IvanDrokin / torch-conv-kan

This project is dedicated to the implementation and research of Kolmogorov-Arnold convolutional networks. The repository includes implementations of 1D, 2D, and 3D convolutions with different kernels, ResNet-like and DenseNet-like models, training code based on accelerate/PyTorch, as well as scripts for experiments with CIFAR-10 and Tiny ImageNet.
MIT License
372 stars 28 forks source link

problem with splitting x and groups with kan_conv #8

Closed suzannejin closed 2 months ago

suzannejin commented 2 months ago

This code split_x = torch.split(x, self.inputdim // self.groups, dim=1) will split x in various chunks. However, when groups=1,

for group_ind, _x in enumerate(split_x):
            y = self.forward_kan(_x, group_ind)

the above code will run into error, since

self.base_conv = nn.ModuleList([conv_class(input_dim // groups,
                                                   output_dim // groups,
                                                   kernel_size,
                                                   stride,
                                                   padding,
                                                   dilation,
                                                   groups=1,
                                                   bias=False) for _ in range(groups)])

base_conv will only create a modulelist of size 1.

IvanDrokin commented 2 months ago

@suzannejin Hi there, could you share a fully reproducible example of code?
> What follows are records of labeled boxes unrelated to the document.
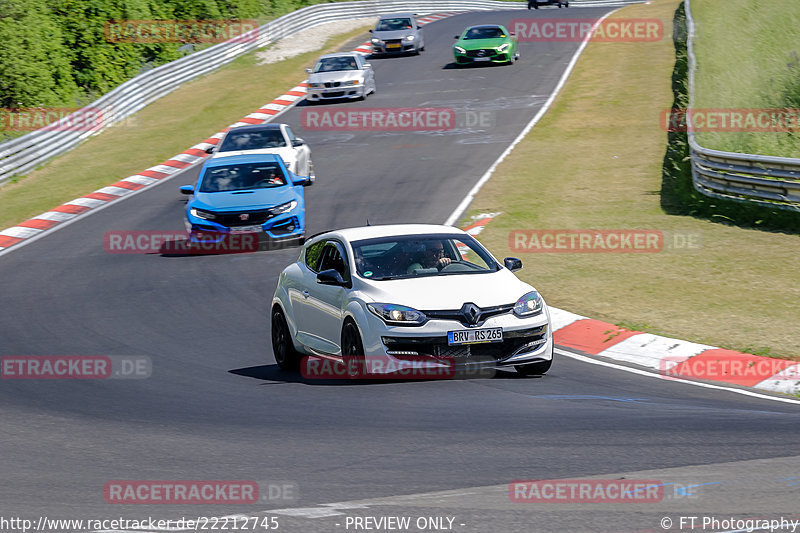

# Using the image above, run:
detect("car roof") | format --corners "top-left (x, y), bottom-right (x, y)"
top-left (317, 52), bottom-right (358, 61)
top-left (205, 154), bottom-right (283, 168)
top-left (310, 224), bottom-right (466, 241)
top-left (378, 13), bottom-right (414, 20)
top-left (227, 123), bottom-right (283, 133)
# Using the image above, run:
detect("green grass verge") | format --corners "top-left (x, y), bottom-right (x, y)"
top-left (468, 0), bottom-right (800, 359)
top-left (691, 0), bottom-right (800, 157)
top-left (0, 26), bottom-right (367, 228)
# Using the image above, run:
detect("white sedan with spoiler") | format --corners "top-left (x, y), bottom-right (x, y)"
top-left (271, 225), bottom-right (553, 377)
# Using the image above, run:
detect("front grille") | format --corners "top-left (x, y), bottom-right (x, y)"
top-left (214, 211), bottom-right (270, 228)
top-left (467, 48), bottom-right (497, 57)
top-left (422, 304), bottom-right (514, 327)
top-left (381, 326), bottom-right (547, 364)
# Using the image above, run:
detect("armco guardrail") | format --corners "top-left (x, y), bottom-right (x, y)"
top-left (0, 0), bottom-right (643, 187)
top-left (684, 0), bottom-right (800, 211)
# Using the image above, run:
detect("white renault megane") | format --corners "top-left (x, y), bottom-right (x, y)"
top-left (271, 225), bottom-right (553, 375)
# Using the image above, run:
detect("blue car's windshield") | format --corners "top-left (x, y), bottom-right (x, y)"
top-left (351, 235), bottom-right (500, 281)
top-left (464, 28), bottom-right (506, 41)
top-left (200, 163), bottom-right (286, 192)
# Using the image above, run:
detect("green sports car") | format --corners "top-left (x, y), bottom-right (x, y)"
top-left (453, 24), bottom-right (519, 65)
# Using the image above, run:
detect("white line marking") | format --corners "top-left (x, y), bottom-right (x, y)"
top-left (555, 348), bottom-right (800, 405)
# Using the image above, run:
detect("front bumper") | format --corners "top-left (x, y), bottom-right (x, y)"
top-left (362, 311), bottom-right (553, 373)
top-left (371, 41), bottom-right (417, 55)
top-left (454, 52), bottom-right (511, 65)
top-left (306, 84), bottom-right (365, 102)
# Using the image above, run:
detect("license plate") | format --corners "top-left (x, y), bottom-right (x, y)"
top-left (447, 328), bottom-right (503, 346)
top-left (231, 226), bottom-right (263, 233)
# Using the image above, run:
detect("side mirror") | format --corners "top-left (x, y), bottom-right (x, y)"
top-left (317, 269), bottom-right (346, 287)
top-left (503, 257), bottom-right (522, 272)
top-left (292, 174), bottom-right (314, 187)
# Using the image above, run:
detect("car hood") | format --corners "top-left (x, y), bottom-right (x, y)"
top-left (364, 269), bottom-right (533, 311)
top-left (189, 186), bottom-right (297, 211)
top-left (308, 70), bottom-right (364, 83)
top-left (456, 37), bottom-right (511, 50)
top-left (372, 30), bottom-right (414, 41)
top-left (212, 147), bottom-right (295, 162)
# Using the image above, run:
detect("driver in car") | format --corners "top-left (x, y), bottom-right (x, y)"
top-left (407, 241), bottom-right (452, 274)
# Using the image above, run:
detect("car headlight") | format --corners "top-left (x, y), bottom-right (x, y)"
top-left (367, 304), bottom-right (428, 326)
top-left (514, 291), bottom-right (544, 317)
top-left (267, 200), bottom-right (297, 216)
top-left (189, 207), bottom-right (217, 220)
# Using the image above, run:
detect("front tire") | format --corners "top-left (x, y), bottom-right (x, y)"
top-left (342, 320), bottom-right (367, 379)
top-left (272, 307), bottom-right (300, 372)
top-left (514, 359), bottom-right (553, 376)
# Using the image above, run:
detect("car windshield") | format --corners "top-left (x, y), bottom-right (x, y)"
top-left (351, 235), bottom-right (500, 281)
top-left (314, 56), bottom-right (358, 72)
top-left (219, 130), bottom-right (286, 152)
top-left (464, 28), bottom-right (506, 40)
top-left (200, 163), bottom-right (286, 192)
top-left (375, 18), bottom-right (412, 31)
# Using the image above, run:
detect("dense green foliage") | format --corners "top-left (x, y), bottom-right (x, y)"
top-left (0, 0), bottom-right (340, 108)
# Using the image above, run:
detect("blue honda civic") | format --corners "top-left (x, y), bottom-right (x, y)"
top-left (180, 154), bottom-right (313, 244)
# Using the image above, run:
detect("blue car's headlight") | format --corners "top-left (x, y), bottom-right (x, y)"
top-left (367, 304), bottom-right (428, 326)
top-left (514, 291), bottom-right (544, 317)
top-left (189, 207), bottom-right (217, 220)
top-left (268, 200), bottom-right (297, 216)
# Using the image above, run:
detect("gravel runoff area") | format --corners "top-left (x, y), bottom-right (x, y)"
top-left (256, 17), bottom-right (377, 65)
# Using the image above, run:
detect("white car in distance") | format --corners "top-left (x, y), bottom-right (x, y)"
top-left (206, 123), bottom-right (314, 177)
top-left (306, 52), bottom-right (376, 104)
top-left (271, 225), bottom-right (553, 375)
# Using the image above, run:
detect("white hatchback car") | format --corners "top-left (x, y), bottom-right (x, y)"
top-left (306, 52), bottom-right (376, 103)
top-left (271, 225), bottom-right (553, 375)
top-left (206, 123), bottom-right (314, 177)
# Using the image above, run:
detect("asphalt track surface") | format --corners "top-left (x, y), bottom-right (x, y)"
top-left (0, 8), bottom-right (800, 532)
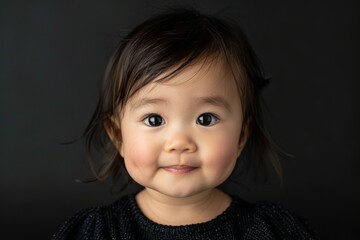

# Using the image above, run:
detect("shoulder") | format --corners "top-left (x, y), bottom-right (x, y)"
top-left (52, 207), bottom-right (104, 240)
top-left (249, 202), bottom-right (318, 239)
top-left (52, 197), bottom-right (132, 240)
This error happens when there is a mismatch between layer input channels number and actual input Probably I should put an assertion here=)

suzannejin commented 2 months ago

You are right! The input channel was not correctly specified... However, I still got another error, even though I checked now that all dimensions should match (?)
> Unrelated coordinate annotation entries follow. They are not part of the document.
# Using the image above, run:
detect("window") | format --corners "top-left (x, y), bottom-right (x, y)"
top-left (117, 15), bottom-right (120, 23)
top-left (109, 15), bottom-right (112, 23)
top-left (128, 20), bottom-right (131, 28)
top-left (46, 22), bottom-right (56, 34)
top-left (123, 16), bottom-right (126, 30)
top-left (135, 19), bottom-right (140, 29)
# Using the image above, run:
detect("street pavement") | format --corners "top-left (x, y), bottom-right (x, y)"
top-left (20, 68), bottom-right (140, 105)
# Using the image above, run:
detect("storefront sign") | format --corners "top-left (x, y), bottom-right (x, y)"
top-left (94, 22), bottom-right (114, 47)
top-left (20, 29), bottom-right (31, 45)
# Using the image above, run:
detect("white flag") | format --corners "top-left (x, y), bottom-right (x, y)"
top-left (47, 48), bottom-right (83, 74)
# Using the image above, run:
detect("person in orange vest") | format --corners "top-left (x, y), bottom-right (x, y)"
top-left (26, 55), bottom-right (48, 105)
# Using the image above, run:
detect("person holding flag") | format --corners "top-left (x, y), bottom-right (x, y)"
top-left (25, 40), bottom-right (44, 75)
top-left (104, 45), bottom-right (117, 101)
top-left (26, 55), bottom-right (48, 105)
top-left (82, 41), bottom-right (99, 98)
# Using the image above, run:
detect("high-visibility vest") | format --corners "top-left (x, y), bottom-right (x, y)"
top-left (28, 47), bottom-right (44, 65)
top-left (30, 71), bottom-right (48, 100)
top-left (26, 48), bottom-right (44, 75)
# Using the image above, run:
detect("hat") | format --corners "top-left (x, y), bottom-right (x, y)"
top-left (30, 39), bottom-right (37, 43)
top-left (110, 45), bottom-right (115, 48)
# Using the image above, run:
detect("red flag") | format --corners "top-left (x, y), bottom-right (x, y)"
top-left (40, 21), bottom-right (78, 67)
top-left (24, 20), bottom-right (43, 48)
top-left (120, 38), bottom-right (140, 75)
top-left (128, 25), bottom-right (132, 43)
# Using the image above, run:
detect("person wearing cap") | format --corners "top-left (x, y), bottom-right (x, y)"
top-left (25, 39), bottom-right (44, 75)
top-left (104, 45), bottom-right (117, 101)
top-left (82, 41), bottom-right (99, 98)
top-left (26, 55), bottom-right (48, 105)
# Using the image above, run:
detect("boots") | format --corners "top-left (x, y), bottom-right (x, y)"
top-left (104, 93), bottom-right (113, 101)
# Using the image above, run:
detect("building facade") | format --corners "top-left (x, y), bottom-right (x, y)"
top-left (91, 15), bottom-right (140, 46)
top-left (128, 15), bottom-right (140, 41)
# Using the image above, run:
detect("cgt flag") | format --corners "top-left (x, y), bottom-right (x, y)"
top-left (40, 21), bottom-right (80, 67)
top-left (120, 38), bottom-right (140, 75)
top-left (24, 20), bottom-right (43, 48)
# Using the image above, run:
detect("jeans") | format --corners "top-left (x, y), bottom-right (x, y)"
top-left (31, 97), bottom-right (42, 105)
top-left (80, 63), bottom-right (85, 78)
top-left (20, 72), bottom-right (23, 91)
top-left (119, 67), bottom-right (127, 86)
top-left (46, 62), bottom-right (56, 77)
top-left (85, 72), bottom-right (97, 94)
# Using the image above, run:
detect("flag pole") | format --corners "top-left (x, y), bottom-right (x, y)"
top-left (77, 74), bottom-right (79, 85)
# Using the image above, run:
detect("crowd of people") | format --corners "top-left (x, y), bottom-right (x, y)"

grid = self.grid.view(*list([1 for _ in range(self.ndim + 1)] + [-1, ])).expand(target).contiguous().to(
RuntimeError: expand(torch.DoubleTensor{[1, 1, 12]}, size=[40, 12]): the number of sizes provided (2) must be greater or equal to the number of dimensions in the tensor (3)
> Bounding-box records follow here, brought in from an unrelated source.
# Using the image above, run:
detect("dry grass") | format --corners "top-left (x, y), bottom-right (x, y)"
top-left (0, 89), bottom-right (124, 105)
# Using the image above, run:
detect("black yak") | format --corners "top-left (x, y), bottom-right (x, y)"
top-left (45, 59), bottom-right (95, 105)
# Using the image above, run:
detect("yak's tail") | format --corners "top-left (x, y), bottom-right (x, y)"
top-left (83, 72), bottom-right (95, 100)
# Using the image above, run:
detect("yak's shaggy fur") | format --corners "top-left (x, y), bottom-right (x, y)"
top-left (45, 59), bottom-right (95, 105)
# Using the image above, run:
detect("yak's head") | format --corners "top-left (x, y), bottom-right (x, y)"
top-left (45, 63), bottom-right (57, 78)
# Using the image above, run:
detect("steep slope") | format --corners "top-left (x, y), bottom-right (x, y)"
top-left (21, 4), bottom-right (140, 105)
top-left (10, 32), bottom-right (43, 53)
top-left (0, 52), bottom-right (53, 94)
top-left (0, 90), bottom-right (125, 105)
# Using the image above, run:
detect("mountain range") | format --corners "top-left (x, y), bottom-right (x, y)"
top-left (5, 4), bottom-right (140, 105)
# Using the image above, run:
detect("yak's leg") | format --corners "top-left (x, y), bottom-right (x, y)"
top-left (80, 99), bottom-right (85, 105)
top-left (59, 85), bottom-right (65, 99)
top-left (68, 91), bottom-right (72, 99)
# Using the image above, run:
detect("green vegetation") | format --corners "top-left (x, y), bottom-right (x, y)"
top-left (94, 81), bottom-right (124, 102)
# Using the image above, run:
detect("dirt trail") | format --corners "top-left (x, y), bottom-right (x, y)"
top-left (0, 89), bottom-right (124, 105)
My input x has dimensions (64, 4, 40). And I'm calling a model with several KANConv1DLayer:

model = Model_SimpleConvKAN(
    [4,6,8,10], 
    input_channels=4,
    num_classes=1
)
class Model_SimpleConvKAN(nn.Module):
    def __init__(
            self,
            layer_sizes,
            kernel_size: int = 3,
            num_classes: int = 10,
            input_channels: int = 1,
            spline_order: int = 3,
            degree_out: int = 2,
            groups: int = 1,
            dropout: float = 0.0,
            dropout_linear: float = 0.0,
            l1_penalty: float = 0.0,
            norm_layer: nn.Module = nn.BatchNorm1d
    ):
        super(Model_SimpleConvKAN, self).__init__()

        self.layers = nn.Sequential(
            KANConv1DLayer(
                input_channels, 
                layer_sizes[0], 
                kernel_size=kernel_size, 
                spline_order=spline_order, 
                groups=1,
                padding=1, 
                stride=1, 
                dilation=1, 
                norm_layer=norm_layer),
            L1(KANConv1DLayer(
                layer_sizes[0],
                layer_sizes[1],
                kernel_size=kernel_size, 
                spline_order=spline_order, 
                groups=groups,
                padding=1, 
                stride=2, 
                dilation=1, 
                dropout=dropout, 
                norm_layer=norm_layer),
               l1_penalty),
            L1(KANConv1DLayer(
                layer_sizes[1], 
                layer_sizes[2], 
                kernel_size=kernel_size, 
                spline_order=spline_order, 
                groups=groups,
                padding=1, 
                stride=2, 
                dilation=1, 
                dropout=dropout, 
                norm_layer=norm_layer),
               l1_penalty),
            L1(KANConv1DLayer(
                layer_sizes[2], 
                layer_sizes[3], 
                kernel_size=kernel_size, 
                spline_order=spline_order, 
                groups=groups,
                padding=1, 
                stride=1, 
                dilation=1, 
                dropout=dropout, 
                norm_layer=norm_layer),
               l1_penalty),
            nn.AdaptiveAvgPool1d((1, 1))
        )
        if degree_out < 2:
            self.output = nn.Sequential(nn.Dropout(p=dropout_linear), nn.Linear(layer_sizes[3], num_classes))
        else:
            self.output = KAN([layer_sizes[3], num_classes], dropout=dropout_linear,
                              first_dropout=True, spline_order=spline_order)

    def forward(self, x):
        x = self.layers(x)
        x = torch.flatten(x, 1)
        x = self.output(x)
        return x
suzannejin commented 2 months ago

hello! @IvanDrokin thank you so much for pointing out the problem with the dimensions. After solving few issues in the way I call the model here and there, I could manage to run the model!!